From dump to urban wetland, wildlife returns to river in Chile's capital


SANTIAGO, Nov 2 (Reuters) - Birds, fish and flowers are returning to a river that cuts through Chile's capital after a decade-long effort transformed it from an eyesore filled with wastewater to an urban refuge for nature and wildlife.

Mauricio Fabry, head of the regional government's environmental office, said it is working with local districts to officially declare Santiago's Mapocho River an urban wetland, with legal protections to safeguard environmental gains.

"The Mapocho River is probably the most important urban and environmental landmark in Santiago's metropolitan region," Fabry said, adding that three of the 16 localities along the river have already moved to protect it.

"I've seen we have birds of prey like peregrine falcons hunting in the river, I've seen migratory birds like Franklin's gulls and there are more people looking at the river," Fabry said.

He said the Mapocho used to be a "dead river" with garbage, a foul odor and no vegetation. But he noted contamination and waste water have largely disappeared over the last decade.
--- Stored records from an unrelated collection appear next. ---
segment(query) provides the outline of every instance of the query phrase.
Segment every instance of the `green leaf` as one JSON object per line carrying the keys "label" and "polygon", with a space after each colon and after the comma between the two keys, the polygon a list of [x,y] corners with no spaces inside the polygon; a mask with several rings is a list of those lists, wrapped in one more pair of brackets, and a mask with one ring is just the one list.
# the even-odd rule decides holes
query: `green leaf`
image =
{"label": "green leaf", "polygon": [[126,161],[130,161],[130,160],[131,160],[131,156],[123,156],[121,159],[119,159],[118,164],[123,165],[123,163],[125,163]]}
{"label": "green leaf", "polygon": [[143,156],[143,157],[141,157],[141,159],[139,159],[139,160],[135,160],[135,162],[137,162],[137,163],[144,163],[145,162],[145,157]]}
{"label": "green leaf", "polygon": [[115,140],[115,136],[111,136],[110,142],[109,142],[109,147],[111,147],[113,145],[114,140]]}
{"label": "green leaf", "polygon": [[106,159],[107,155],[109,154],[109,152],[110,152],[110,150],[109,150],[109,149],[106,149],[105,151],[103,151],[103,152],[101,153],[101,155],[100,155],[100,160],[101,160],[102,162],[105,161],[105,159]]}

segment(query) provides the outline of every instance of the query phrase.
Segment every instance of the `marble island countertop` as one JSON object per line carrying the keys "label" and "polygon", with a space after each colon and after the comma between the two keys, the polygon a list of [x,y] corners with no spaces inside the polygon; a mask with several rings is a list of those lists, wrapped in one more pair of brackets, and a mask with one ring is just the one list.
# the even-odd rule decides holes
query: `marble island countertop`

Joaquin Moure, director of the Mapocho Vivo foundation that seeks to protect the river, said it has been a decade since a local water supply company diverted wastewater to treatment plants that once was destined for the river.

"It's been 10 years that wastewater outlets don't go into the river, 10 years of clean water flowing," Moure said. "And that's why species like Andean catfish and freshwater crabs are returning to the river."

Declaring the Mapocho River an urban wetland will make it easier to protect the natural state of the river by preventing real estate development, dumping and activities like sand and rock extraction, Fabry said.

He added the river has a number of "ecosystem services" like acting as a carbon sink, lowering the city's temperature by up to 2 degrees Celsius and helping control invasive species.

"We can't live without biodiversity," Fabry said. "People don't recognize this as something relevant, but people can't really live without biodiversity because we depend on biodiversity."